Many of the Gardens tuck up against urban distress, or the occasionally stinky Doan Brook.

And that’s part of what else I cherish about the gardens: the unexpectedness. So many people tell me, if they even know of the Cleveland Cultural Gardens, that they have driven by and haven’t stopped.

Yeah: it's tough to pull over. They're seemingly disorganized in presentation. You aren’t looking for them so they blur in your taillights. Tossed aside with thoughts of going back one day.

But for me I do go back, many days, riding bikes with son Noah, stopping here and there to look at Gandhi or Dante, Madame Curie, some guy named Masryk, stern looking Germans, different shapes and sizes of ideas and desires, fountains either filled or not, less frequently taking in monuments of abstract inspiration.

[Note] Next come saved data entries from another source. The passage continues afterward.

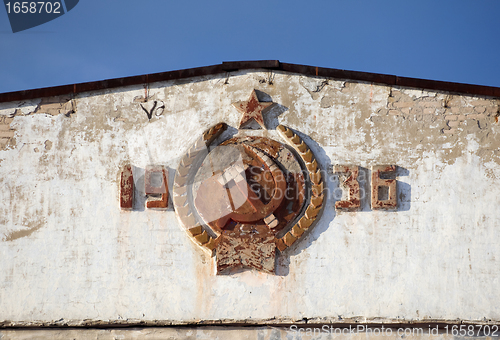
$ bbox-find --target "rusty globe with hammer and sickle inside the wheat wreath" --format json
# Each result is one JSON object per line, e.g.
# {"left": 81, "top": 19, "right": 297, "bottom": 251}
{"left": 196, "top": 144, "right": 287, "bottom": 230}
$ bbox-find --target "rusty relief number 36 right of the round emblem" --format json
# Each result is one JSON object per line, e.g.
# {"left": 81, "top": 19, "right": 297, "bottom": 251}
{"left": 333, "top": 165, "right": 398, "bottom": 211}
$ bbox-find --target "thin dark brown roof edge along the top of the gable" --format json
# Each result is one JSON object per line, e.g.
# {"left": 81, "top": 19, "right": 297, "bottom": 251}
{"left": 0, "top": 60, "right": 500, "bottom": 103}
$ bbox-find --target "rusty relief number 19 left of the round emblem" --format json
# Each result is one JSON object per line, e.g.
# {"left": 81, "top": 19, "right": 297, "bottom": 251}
{"left": 120, "top": 165, "right": 168, "bottom": 210}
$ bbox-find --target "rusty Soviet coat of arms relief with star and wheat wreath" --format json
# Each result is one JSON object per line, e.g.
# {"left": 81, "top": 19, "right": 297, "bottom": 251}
{"left": 172, "top": 90, "right": 325, "bottom": 274}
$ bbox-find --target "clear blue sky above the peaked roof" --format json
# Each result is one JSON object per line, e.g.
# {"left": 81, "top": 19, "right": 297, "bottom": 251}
{"left": 0, "top": 0, "right": 500, "bottom": 93}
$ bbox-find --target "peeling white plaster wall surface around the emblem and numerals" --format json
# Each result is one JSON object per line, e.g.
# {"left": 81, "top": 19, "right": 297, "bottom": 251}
{"left": 0, "top": 70, "right": 500, "bottom": 325}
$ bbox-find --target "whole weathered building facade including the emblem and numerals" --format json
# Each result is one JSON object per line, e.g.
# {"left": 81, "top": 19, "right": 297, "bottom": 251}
{"left": 0, "top": 61, "right": 500, "bottom": 339}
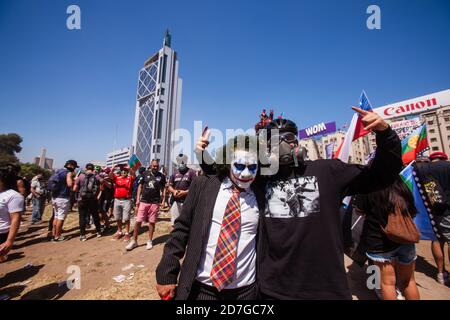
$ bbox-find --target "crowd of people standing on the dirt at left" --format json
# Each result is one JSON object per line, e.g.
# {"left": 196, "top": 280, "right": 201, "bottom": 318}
{"left": 0, "top": 155, "right": 197, "bottom": 256}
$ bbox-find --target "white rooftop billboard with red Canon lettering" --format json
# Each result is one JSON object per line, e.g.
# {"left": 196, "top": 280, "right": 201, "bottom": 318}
{"left": 374, "top": 89, "right": 450, "bottom": 119}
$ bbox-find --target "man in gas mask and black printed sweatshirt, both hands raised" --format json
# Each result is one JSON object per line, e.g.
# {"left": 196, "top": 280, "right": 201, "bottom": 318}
{"left": 196, "top": 108, "right": 402, "bottom": 299}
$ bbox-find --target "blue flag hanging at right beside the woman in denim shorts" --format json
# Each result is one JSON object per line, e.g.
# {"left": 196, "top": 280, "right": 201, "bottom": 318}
{"left": 400, "top": 161, "right": 436, "bottom": 240}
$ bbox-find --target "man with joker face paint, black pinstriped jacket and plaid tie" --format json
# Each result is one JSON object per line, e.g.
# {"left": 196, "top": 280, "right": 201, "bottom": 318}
{"left": 156, "top": 136, "right": 264, "bottom": 300}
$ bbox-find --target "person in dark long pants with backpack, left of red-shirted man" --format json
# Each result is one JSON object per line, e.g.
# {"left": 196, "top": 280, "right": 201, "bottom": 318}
{"left": 73, "top": 163, "right": 102, "bottom": 241}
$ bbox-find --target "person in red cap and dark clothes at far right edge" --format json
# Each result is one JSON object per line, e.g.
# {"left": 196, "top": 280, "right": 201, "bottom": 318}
{"left": 417, "top": 151, "right": 450, "bottom": 285}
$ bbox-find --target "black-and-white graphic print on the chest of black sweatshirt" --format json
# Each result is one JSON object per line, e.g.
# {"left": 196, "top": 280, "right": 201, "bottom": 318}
{"left": 265, "top": 176, "right": 320, "bottom": 218}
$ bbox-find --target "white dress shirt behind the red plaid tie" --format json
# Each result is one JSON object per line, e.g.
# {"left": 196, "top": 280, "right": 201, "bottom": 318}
{"left": 197, "top": 178, "right": 259, "bottom": 289}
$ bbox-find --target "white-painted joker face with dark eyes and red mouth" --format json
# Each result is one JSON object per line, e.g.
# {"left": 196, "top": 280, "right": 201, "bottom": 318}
{"left": 230, "top": 151, "right": 258, "bottom": 189}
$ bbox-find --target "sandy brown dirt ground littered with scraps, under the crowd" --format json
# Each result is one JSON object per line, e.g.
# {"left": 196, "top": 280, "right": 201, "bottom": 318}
{"left": 0, "top": 206, "right": 450, "bottom": 300}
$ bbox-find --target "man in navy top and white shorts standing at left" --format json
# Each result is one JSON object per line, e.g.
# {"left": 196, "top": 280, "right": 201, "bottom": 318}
{"left": 49, "top": 160, "right": 78, "bottom": 242}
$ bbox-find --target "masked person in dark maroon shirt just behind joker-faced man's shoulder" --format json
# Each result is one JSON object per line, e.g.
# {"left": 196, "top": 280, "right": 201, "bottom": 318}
{"left": 168, "top": 154, "right": 197, "bottom": 226}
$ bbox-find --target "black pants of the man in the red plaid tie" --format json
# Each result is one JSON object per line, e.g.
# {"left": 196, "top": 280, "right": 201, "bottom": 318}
{"left": 188, "top": 281, "right": 257, "bottom": 301}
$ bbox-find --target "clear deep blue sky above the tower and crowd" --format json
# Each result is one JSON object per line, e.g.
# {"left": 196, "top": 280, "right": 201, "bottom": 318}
{"left": 0, "top": 0, "right": 450, "bottom": 166}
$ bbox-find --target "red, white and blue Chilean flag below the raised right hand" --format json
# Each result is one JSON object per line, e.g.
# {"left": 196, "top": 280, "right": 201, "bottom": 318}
{"left": 336, "top": 90, "right": 373, "bottom": 162}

We walk among the weighty feelings of national pride in the age of a borderless web-based world.

When you visit the Gardens it’s tempting to contrast the prominently displayed white-hot language of universal brotherhood with the cold reality of messy world politics. The Gardens try to sing in one voice, but power-mad humans take it way off key.

Irrespective of any cynical rain, these gardens bloom every year, testaments to something about better natures, reminders of alternatives to destruction. To me part of the Garden’s exquisite nature is that it tries to be the kind of world we say we want -- growing closer instead of running scared. 

Dedicated folks shine an occasional bright light on the Gardens, whether by festival or proclamation. Does the bright light last? Not much, it seems, but it will never be extinguished. I know the gardens will remain tight to my heart; I even ended up getting married there.  

I choose to affirm the truth of the Garden’s sights and smells, ears open, eyes forward -- one world. Because the Cleveland Cultural Gardens, to a zealot like me, is a place made of magic and wonder. That’s the deal.